Thank you for sharing your process and enriching all who read it.

kaleen Lugo

Such great recommendations. I’m inspired to get down and do some of the asymmetrical hip flexibility tune up movements right now. Thank you!

Ernie M

I have been dealing with SI issues for years and at first, I was stretching my lower back and hips intensely to find temporary relief but only to discover that the pain was returning and was becoming more severe. Once I realized that my joints were hypermobile, I became afraid to move. While my SI pain diminished, other parts of my body started to have sensations of pain, strain, aches. It wasn’t until I started to understand the cause of the pain and began to focus on both strength and flexibility practices that my body started to come into balance.… Read more »

Kristin Webb

I also have Migraine Associated Vertigo! I learned that I can do some exercises even in the middle of an episode of vertigo, and feel better afterwards. Your observation about weak adductors really hits home – I spent years partially sedentary from illness and my legs are still “loose.” The YTU work is helping me rebuild strength and stability.

Tracy Wagner

Thank you for the great videos, I love the knee on the Yoga block to tone and strengthen the internal and external rotators.

Katelynn Corman

I definitely know the feeling of not wanting to trigger pain, as I suffered from intense low back pain for a long time.
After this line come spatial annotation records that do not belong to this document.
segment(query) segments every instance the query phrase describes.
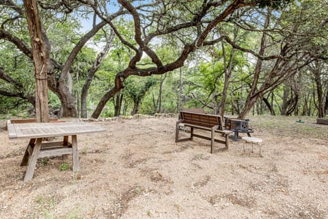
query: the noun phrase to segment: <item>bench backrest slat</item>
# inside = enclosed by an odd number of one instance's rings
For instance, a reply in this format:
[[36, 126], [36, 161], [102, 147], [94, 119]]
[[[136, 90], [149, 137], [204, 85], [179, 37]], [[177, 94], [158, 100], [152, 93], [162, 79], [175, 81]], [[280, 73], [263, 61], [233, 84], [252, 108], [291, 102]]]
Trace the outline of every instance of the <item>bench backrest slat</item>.
[[205, 127], [213, 127], [219, 125], [222, 129], [222, 120], [220, 116], [210, 115], [190, 112], [181, 111], [181, 118], [185, 123], [202, 126]]

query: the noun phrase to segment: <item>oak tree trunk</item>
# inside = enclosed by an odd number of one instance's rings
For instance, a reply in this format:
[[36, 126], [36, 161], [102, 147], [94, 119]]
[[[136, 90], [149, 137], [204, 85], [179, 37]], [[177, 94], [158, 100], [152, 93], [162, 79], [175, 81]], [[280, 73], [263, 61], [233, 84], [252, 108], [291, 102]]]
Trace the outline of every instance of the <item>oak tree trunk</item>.
[[24, 0], [26, 18], [31, 38], [34, 77], [36, 79], [36, 117], [38, 123], [49, 121], [48, 107], [47, 60], [49, 50], [44, 47], [42, 27], [36, 0]]

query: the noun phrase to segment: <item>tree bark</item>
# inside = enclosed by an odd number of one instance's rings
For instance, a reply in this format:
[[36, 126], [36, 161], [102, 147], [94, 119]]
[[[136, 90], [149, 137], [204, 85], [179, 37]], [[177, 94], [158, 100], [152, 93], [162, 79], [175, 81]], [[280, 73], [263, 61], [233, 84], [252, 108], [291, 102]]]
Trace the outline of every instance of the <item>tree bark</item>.
[[316, 85], [316, 94], [318, 96], [318, 116], [319, 118], [325, 117], [325, 98], [323, 94], [323, 82], [321, 80], [321, 66], [318, 60], [314, 62], [313, 68], [310, 68], [313, 75], [314, 76], [314, 81]]
[[36, 0], [24, 0], [26, 18], [31, 38], [34, 77], [36, 78], [36, 117], [38, 123], [49, 121], [48, 108], [47, 62], [49, 50], [46, 49], [42, 27], [39, 17]]
[[183, 94], [183, 71], [182, 68], [179, 70], [179, 95], [178, 96], [178, 113], [182, 110], [182, 94]]

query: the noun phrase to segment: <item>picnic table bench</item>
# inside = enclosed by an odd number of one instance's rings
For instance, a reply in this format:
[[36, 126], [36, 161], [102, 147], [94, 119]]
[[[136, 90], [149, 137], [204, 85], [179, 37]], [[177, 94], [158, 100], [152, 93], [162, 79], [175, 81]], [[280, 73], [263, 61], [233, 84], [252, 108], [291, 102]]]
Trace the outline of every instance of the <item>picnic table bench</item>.
[[[20, 166], [27, 165], [24, 181], [32, 179], [38, 159], [45, 157], [72, 155], [73, 172], [79, 171], [77, 136], [105, 131], [102, 127], [81, 122], [12, 123], [8, 120], [7, 128], [10, 139], [29, 138], [20, 164]], [[61, 136], [64, 137], [62, 141], [45, 141], [46, 138]]]
[[[193, 112], [188, 110], [181, 111], [180, 116], [180, 119], [176, 122], [176, 142], [191, 140], [193, 140], [193, 137], [197, 137], [210, 140], [211, 153], [213, 152], [213, 144], [215, 142], [224, 144], [227, 149], [229, 148], [228, 136], [232, 133], [232, 131], [223, 130], [222, 118], [220, 116]], [[179, 139], [179, 126], [182, 123], [184, 126], [191, 128], [190, 138]], [[210, 137], [195, 133], [194, 129], [209, 131], [210, 131]], [[215, 133], [219, 133], [224, 138], [223, 140], [215, 138]]]

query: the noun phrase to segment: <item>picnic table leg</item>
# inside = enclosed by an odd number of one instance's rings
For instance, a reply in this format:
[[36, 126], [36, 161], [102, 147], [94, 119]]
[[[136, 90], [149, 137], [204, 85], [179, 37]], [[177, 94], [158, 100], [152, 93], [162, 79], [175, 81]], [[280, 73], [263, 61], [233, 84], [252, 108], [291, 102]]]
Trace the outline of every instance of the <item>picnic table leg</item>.
[[77, 135], [72, 136], [72, 150], [73, 151], [73, 172], [79, 172], [80, 170], [80, 166], [79, 164]]
[[26, 170], [24, 181], [31, 180], [33, 178], [33, 174], [34, 173], [36, 162], [38, 161], [38, 157], [39, 156], [39, 152], [40, 149], [41, 149], [42, 142], [42, 138], [39, 138], [36, 140], [36, 145], [34, 145], [33, 149], [32, 155], [31, 156], [31, 158], [29, 159], [29, 166], [27, 166], [27, 169]]
[[238, 131], [234, 131], [234, 140], [236, 142], [238, 140]]
[[190, 127], [190, 140], [193, 140], [193, 127]]
[[25, 153], [24, 154], [24, 157], [23, 157], [22, 162], [20, 163], [20, 166], [27, 166], [29, 163], [29, 157], [31, 155], [31, 152], [33, 151], [33, 148], [36, 144], [36, 139], [31, 138], [29, 142], [29, 144], [27, 144], [27, 147], [25, 150]]
[[212, 131], [210, 132], [210, 153], [213, 153], [213, 144], [214, 144], [214, 133], [215, 133], [215, 128], [216, 128], [215, 127], [214, 128], [212, 128]]

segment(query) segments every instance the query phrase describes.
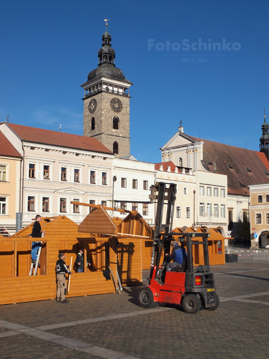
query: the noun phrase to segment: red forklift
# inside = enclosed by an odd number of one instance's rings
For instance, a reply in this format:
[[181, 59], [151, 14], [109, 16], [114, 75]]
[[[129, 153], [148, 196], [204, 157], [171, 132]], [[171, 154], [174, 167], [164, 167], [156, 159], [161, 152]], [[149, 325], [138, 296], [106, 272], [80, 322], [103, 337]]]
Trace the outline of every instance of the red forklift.
[[[141, 306], [152, 308], [161, 303], [179, 305], [190, 314], [197, 313], [201, 306], [209, 311], [216, 310], [220, 300], [216, 293], [214, 274], [210, 271], [208, 240], [210, 234], [173, 233], [176, 184], [160, 182], [151, 186], [150, 189], [149, 197], [151, 201], [157, 199], [157, 208], [149, 283], [140, 289], [138, 294]], [[165, 223], [162, 224], [165, 204], [167, 205], [166, 218]], [[170, 253], [171, 242], [174, 240], [173, 235], [178, 236], [181, 246], [186, 241], [187, 255], [181, 269], [168, 271], [165, 254]], [[193, 244], [202, 246], [204, 265], [193, 267]], [[163, 249], [164, 260], [160, 266]]]

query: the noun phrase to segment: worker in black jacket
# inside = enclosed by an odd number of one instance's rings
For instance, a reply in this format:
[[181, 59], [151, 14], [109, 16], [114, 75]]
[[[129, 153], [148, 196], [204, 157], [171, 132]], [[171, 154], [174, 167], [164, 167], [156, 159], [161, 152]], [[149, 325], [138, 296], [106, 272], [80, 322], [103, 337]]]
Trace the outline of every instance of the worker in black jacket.
[[[32, 229], [32, 238], [41, 238], [42, 234], [44, 233], [45, 235], [45, 231], [41, 229], [41, 225], [39, 222], [41, 220], [41, 216], [39, 214], [35, 216], [35, 222], [34, 223]], [[32, 242], [32, 251], [31, 254], [32, 256], [32, 263], [35, 264], [37, 260], [37, 253], [38, 249], [41, 246], [40, 242]]]
[[57, 278], [57, 295], [56, 302], [57, 303], [69, 303], [69, 301], [65, 299], [66, 294], [66, 280], [65, 274], [72, 274], [72, 272], [68, 269], [70, 266], [66, 266], [64, 259], [65, 255], [64, 253], [60, 253], [58, 256], [59, 259], [56, 262], [56, 272]]
[[[87, 268], [88, 266], [91, 265], [90, 260], [88, 258], [88, 256], [87, 255], [86, 261]], [[79, 248], [79, 252], [78, 253], [75, 263], [78, 266], [78, 273], [83, 273], [84, 271], [84, 248]]]
[[180, 247], [176, 241], [173, 241], [171, 244], [172, 249], [171, 254], [166, 253], [167, 259], [171, 261], [173, 260], [173, 263], [170, 263], [166, 266], [166, 270], [170, 271], [172, 268], [182, 267], [183, 260], [187, 257], [186, 249], [184, 247]]

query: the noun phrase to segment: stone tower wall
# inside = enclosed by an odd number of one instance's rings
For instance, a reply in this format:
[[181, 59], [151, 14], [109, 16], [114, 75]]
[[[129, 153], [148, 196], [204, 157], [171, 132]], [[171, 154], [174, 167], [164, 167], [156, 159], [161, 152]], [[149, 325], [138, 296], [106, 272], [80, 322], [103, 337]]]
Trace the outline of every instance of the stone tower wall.
[[[120, 100], [122, 109], [119, 112], [114, 111], [111, 101], [113, 98]], [[89, 111], [89, 104], [93, 99], [97, 102], [93, 113]], [[119, 119], [119, 129], [113, 129], [113, 118]], [[91, 119], [94, 117], [95, 129], [92, 130]], [[84, 100], [83, 135], [95, 137], [110, 151], [113, 152], [113, 143], [119, 144], [119, 154], [117, 157], [129, 156], [130, 140], [130, 98], [127, 96], [102, 92]]]

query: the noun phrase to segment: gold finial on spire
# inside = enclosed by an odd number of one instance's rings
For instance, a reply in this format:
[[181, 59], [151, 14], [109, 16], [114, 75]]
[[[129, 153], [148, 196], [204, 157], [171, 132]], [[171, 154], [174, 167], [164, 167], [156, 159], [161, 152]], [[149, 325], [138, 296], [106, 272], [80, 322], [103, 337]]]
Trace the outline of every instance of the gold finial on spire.
[[107, 31], [108, 31], [108, 21], [109, 20], [110, 20], [110, 19], [105, 19], [104, 20], [104, 21], [106, 21], [106, 26], [107, 26]]

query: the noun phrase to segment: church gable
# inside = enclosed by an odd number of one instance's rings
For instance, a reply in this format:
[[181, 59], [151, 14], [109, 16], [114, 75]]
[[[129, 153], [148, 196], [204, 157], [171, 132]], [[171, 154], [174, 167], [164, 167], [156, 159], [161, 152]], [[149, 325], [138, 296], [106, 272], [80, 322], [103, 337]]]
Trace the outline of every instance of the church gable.
[[161, 148], [161, 150], [163, 151], [169, 148], [187, 146], [188, 145], [195, 143], [197, 142], [196, 140], [190, 137], [185, 134], [178, 132]]
[[82, 191], [80, 189], [74, 188], [67, 188], [64, 189], [58, 189], [57, 192], [62, 194], [84, 194], [85, 191]]

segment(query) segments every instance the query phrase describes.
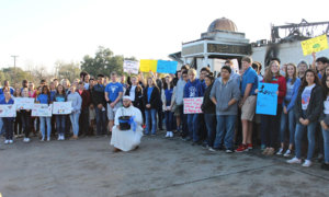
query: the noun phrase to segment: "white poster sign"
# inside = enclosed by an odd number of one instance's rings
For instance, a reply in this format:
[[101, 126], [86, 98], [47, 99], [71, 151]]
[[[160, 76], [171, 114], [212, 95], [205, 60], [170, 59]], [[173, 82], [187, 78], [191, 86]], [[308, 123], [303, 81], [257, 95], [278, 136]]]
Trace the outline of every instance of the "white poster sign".
[[16, 109], [32, 109], [34, 99], [32, 97], [15, 97]]
[[0, 105], [0, 117], [16, 117], [15, 105]]
[[33, 104], [32, 108], [32, 116], [39, 116], [39, 117], [50, 117], [52, 116], [52, 108], [53, 105], [47, 105], [47, 104], [38, 104], [35, 103]]
[[132, 61], [132, 60], [124, 60], [124, 72], [129, 72], [134, 74], [138, 74], [139, 70], [139, 62], [138, 61]]
[[54, 102], [53, 114], [71, 114], [72, 106], [71, 102]]

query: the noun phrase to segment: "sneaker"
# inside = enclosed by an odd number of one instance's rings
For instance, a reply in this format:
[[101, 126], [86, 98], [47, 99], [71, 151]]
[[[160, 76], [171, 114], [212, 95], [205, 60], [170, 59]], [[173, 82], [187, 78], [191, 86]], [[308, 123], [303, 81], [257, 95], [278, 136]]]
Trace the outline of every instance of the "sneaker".
[[245, 152], [248, 151], [248, 147], [246, 144], [240, 144], [236, 152]]
[[170, 136], [170, 135], [169, 135], [169, 131], [167, 131], [167, 135], [166, 135], [166, 137], [164, 137], [164, 138], [169, 138], [169, 136]]
[[213, 147], [211, 147], [211, 148], [209, 148], [209, 151], [215, 152], [216, 150], [215, 150]]
[[297, 159], [296, 157], [293, 158], [292, 160], [287, 160], [287, 163], [302, 163], [302, 160]]
[[305, 160], [305, 162], [302, 166], [309, 167], [310, 165], [311, 165], [311, 162], [309, 160]]
[[231, 153], [231, 152], [232, 152], [231, 148], [226, 149], [226, 153]]
[[286, 152], [283, 154], [283, 157], [291, 157], [293, 154], [292, 150], [286, 150]]
[[277, 155], [282, 155], [283, 154], [283, 148], [280, 148], [279, 151], [276, 152]]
So instead of trying to figure it out (at the time), I became nervous to do anything…until I found the YTU therapy balls! (sign). That moved me into a curious place and from there I decided that I needed more information in my path of self discovery. Thank you for reminding me that this can happen to any of us, and we’re the lucky ones who have ‘woken up’ and found healing and strengthening techniques through investigation… Read more »


Thank you for the very informative article. I have known about the Prasarita lunges to warm up your hips but I love the Hip flexibility stretch as well. I will definitely teach my friend who was just complaining about this issue, this pose.



so inspiring a story. congratulations for persevering and finding your way back to wholeness.